We are aiming to construct a web-based platform (API, Servers, Data, Wahoo!). For context, suppose we have to build something similar to twitter, however with your comments ought to (tweets) organized around an active event. Details about the live event itself should be shipped to clients as quickly and consistently as you possibly can, while comments concerning the event can most likely wait a little longer to become shipped. We'll be read-heavy following the live event finishes.

Scalability is essential. You want to begin leasing VPS slices, and scale after that. I am a large fan from the cloud, and want to remain there as lengthy as you possibly can. We'll most likely be utilising ruby.

I am believing that I wish to consider using a document store rather than an RDBMS. I like the thought of schema-less storage and also the promises of simpler scalability by concentrating on key-value.

The issue is I'm not sure which technology is easily the most right for our platform. I have checked out Couch, Mongo, Tokyo, japan Cabinet, Cassandra, as well as an RDBMS with blobbed documents. Any help choosing the right tool with this particular job?

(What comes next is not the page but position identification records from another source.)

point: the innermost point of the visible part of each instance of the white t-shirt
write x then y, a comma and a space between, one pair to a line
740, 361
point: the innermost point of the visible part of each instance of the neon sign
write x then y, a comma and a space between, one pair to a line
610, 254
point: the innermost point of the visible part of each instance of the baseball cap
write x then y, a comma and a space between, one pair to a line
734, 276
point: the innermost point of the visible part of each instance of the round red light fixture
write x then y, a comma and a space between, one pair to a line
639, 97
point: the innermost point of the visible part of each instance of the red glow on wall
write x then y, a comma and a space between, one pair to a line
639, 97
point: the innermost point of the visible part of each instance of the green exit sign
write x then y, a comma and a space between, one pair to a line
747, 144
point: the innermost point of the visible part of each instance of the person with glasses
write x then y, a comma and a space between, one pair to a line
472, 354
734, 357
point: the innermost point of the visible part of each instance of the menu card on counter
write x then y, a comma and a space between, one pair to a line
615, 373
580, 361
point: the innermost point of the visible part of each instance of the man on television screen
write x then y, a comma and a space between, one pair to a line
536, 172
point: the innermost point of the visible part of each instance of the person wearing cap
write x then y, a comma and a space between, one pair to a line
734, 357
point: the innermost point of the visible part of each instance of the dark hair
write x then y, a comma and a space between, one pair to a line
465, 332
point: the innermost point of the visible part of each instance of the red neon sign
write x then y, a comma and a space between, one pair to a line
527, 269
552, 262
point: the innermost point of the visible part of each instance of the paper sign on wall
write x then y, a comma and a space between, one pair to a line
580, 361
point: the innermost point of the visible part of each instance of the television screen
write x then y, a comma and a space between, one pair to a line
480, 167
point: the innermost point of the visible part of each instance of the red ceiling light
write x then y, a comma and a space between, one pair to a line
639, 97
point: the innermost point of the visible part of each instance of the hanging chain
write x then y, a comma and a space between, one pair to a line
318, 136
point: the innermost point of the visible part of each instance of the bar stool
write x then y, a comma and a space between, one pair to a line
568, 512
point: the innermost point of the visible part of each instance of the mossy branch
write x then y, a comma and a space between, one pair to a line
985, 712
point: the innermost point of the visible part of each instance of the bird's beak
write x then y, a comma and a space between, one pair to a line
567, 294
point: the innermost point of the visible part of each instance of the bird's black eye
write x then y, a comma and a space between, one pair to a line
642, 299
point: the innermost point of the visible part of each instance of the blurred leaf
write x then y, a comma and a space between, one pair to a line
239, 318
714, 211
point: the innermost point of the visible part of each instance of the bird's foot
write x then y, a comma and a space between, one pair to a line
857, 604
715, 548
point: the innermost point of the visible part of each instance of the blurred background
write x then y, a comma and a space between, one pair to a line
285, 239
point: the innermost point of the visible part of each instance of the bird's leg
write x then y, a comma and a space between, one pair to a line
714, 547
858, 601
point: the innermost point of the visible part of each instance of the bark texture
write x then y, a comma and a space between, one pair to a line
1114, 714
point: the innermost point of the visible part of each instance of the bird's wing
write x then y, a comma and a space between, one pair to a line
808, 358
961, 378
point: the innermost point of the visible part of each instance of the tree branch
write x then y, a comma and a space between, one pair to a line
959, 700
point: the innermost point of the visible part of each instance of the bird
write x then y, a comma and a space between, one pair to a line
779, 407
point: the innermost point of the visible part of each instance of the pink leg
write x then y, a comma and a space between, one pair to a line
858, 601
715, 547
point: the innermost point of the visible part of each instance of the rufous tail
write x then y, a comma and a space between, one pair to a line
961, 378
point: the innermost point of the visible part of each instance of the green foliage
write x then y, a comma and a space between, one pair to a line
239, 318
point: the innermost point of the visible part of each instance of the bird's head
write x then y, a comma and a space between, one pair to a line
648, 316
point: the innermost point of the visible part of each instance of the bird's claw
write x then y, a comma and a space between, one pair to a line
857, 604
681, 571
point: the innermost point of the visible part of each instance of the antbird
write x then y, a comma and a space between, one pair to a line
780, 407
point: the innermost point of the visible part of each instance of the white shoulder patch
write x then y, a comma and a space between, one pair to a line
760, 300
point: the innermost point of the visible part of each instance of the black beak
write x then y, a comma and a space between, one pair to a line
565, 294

Checkout no SQL options comparison by BJ Clark.

Scalability is essential.

You will want to think about the excerpts from his blog:

  1. Tokyo, japan Cabinet - Does not scale
  2. Redis - Does not scale
  3. Project Voldemort - scales
  4. MongoDB - limted (sharding is been implemented)
  5. Cassandra - scales
  6. Amazon . com S3 - scales
  7. Couch - Does not scale (Clustering &lifier replication)
  8. MySQL - Does not scale

And consider HyperTable. This is a significant contender in No-SQL options. This is an free implementation of Google's BigTable concept. In my opinion it scales mainly because it's extensively utilized by china internet search engine Baidu and entertainment portal Rediff.

You had been saying:

Details about the live event itself should be shipped to clients as fast and consistently as you possibly can, while comments concerning the event can most likely wait a little longer to become shipped. We'll be read-heavy after the live event finishes.

This really is something similar to Twitter's approach. Your programming language selection can also be extremely important, because Twitter initially opted for Ruby for back-finish message delivery but they were saying it isn't a proper choice and they've moved the whole message delivery system towards the Scala language.

They're still using Ruby for his or her front-finish. If you wish to opt for a very reliable, fault tolerant system that's perfect for scalable conditions, then you should look at Scala or Erlang.

Ramesh includes a good summary. I'd include that Cassandra includes a more potent data model than vanilla Dynamo clones (like Voldemort or Dynomite): rows with named, sorted posts as opposed to just key/value. Cassandra has been utilized by Twitter, Mahalo, Ooyala, SimpleGeo, WebEx, yet others (http://n2.nabble.com/Cassandra-customers-survey-td4040068.html), a minimum of most of which are running Cassandra groupings on EC2 or rackspace cloud servers.

If you wish to scale flat (distribute your computer data over several node) you need to go ahead and take CAP theorem into consideration.

http://www.julianbrowne.com/article/viewer/brewers-cap-theorem

It's not easy stuff but you need to choose, there's always some type of downside.